Con María y el Espíritu nunca caminamos solos
Para comenzar el ciclo ordinario del año litúrgico, que es, como todo el año litúrgico, la actualización de la vida de Cristo en nuestro hoy personal, por medio de la eucaristía, la práctica de los demás sacramentos, o la liturgia de las horas; la iglesia nos propone hacer memoria de María, Madre de la Iglesia.
Ella, que dio a luz sin dolor en el parto a su hijo Jesús, verdadero Dios y verdadero hombre; al pie de la cruz asiste al nacimiento de la iglesia en el mismo momento en que Jesús da la vida por nuestra salvación. Este segundo parto es doloroso, sin embargo, como el primero tiene la alegría de la esperanza, pues cuando Jesús le da a Juan como hijo, en él nos confía a todos los que formaremos la iglesia a lo largo de los siglos al cuidado de su madre. La esperanza de María, puesta en Dios y en la respuesta que cada uno dará la gracia de su Hijo, es la de una madre que espera que sus actuales y futuros hijos tengan la forma de Cristo. Su mente y sus sentimientos, su manera de reaccionar frente al sufrimiento. Para esta empresa, que no es nada fácil para el cristiano, tenemos dos aliados: el Espíritu Santo y la Virgen madre. Son aliados activos y potentes, el Espíritu Santo actúa desde dentro impulsándonos, poniendo nosotros el querer y lanzándonos a obrar el bien, y María, como madre de niños pequeños (¿Cuándo dejamos de serlo mientras vamos de camino por este mundo?), está pendiente de nuestras necesidades para interceder como lo hizo en Caná.

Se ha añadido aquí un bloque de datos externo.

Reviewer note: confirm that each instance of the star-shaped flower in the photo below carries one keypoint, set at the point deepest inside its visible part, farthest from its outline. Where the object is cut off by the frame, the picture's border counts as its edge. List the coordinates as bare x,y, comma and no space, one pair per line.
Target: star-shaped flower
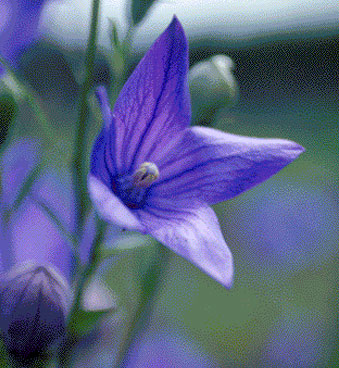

Conviene recordar estas verdades de nuestra fe porque nos ayudan a tener conciencia de que no estamos solos, que tenemos a nuestro lado dos abogados defensores en todos los instantes de nuestra vida. Ellos, con la misma iglesia y la gracia de Dios, son la mejor herencia que nos ha podido dejar Jesucristo.
¡Qué María Madre de la iglesia, nos enseñe a administrar en lo cotidiano esta maravillosa herencia recibida!